Given the marked increase in media consumption and concerns over the increasing lack of physical activity among children, I have felt even more compelled to instill the virtues of weekend walks in my kids — to both relieve as well as boost our often busy, yet sedentary lives, but also to cement our family ties.
A look to the future
Thankfully, this past fall, my kids were also finding their own way in undertaking these "walks in the park" — taking to the streets in Fridays for Future demonstrations with their school. For them, they are not nostalgic, contemplative walks in the park, but more energized, politicized, modernized rituals in development: school kids pleading for greater concern for nature and the environment, rounded out by the parents' visit to an organic bakery offering vegan carrot cake and a soy milk, fair trade café latte.
These were the moments I couldn't help but feel that things had come full circle. I enjoyed accompanying my kids to Fridays for Future demonstrations, giving me the feeling that all those previous walks in the park and woods had not been for naught.

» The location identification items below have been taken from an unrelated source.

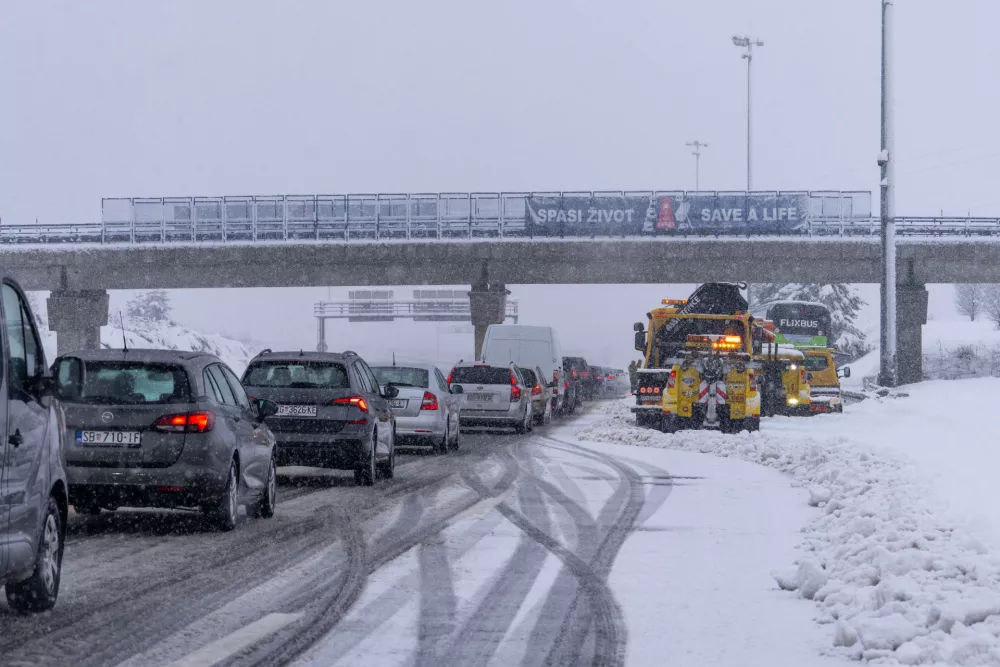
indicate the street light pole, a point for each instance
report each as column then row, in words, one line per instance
column 697, row 157
column 748, row 43
column 887, row 358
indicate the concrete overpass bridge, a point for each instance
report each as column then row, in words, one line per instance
column 490, row 241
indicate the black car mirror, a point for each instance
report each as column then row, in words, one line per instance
column 67, row 380
column 266, row 408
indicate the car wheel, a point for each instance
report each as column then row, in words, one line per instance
column 523, row 426
column 364, row 475
column 87, row 510
column 264, row 507
column 457, row 440
column 39, row 592
column 225, row 511
column 387, row 466
column 442, row 447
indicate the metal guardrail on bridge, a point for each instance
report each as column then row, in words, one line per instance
column 477, row 216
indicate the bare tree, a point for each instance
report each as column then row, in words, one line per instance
column 969, row 299
column 991, row 303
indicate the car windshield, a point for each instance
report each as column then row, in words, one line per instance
column 133, row 382
column 816, row 363
column 297, row 375
column 481, row 375
column 401, row 376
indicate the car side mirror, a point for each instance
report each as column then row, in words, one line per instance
column 265, row 408
column 66, row 382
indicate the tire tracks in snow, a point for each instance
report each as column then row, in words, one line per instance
column 338, row 596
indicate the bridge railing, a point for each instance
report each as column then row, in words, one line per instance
column 484, row 215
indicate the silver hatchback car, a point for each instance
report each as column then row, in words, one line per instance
column 426, row 408
column 163, row 428
column 495, row 396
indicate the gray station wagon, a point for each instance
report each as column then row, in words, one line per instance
column 163, row 428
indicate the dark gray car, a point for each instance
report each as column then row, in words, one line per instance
column 163, row 428
column 33, row 501
column 332, row 413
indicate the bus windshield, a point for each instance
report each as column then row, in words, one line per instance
column 800, row 323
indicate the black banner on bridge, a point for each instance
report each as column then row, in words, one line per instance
column 765, row 213
column 585, row 215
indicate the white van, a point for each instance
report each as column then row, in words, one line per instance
column 528, row 346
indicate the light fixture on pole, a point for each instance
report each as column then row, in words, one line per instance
column 887, row 358
column 748, row 43
column 697, row 158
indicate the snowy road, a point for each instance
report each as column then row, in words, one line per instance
column 534, row 550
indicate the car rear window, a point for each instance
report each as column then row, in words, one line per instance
column 297, row 375
column 481, row 375
column 134, row 382
column 816, row 363
column 401, row 376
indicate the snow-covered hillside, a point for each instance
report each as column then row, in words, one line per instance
column 165, row 336
column 902, row 555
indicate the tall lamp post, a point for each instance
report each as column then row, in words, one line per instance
column 697, row 158
column 748, row 43
column 887, row 359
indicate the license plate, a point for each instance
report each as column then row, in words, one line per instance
column 297, row 410
column 108, row 438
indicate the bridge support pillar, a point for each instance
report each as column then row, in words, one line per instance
column 77, row 318
column 487, row 305
column 911, row 315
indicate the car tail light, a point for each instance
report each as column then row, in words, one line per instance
column 429, row 402
column 359, row 401
column 189, row 422
column 515, row 391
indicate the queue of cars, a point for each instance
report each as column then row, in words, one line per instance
column 103, row 429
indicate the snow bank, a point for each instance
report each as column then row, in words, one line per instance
column 165, row 336
column 897, row 581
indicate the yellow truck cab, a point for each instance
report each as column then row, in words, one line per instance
column 792, row 397
column 712, row 378
column 824, row 381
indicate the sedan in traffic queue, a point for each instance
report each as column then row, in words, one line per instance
column 170, row 429
column 426, row 408
column 331, row 411
column 494, row 396
column 541, row 394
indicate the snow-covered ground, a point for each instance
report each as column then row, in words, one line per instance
column 902, row 559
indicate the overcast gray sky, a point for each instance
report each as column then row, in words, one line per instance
column 189, row 97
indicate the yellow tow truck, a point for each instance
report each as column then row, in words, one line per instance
column 824, row 379
column 713, row 377
column 785, row 382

Now, with the coronavirus pandemic, reflections on such walks may seem like melancholy dreams of things gone by. Still, the longing to go out into the open woods to exercise and take refuge seems quite human. Virologists certainly are encouraging people to boost their immune systems with physical movement to combat the virus if it is caught.
In many places, a solitary walk is still permitted at time of publication, yet "social distancing" is what we are challenged with at the moment. Now, it's up to all of us to cultivate new kinds of rituals: dancing, rather than walking, with our kids within our own four walls. Baking a cake with them at home. Skyping, rather than strolling, with loved ones. All of them new rituals for different times.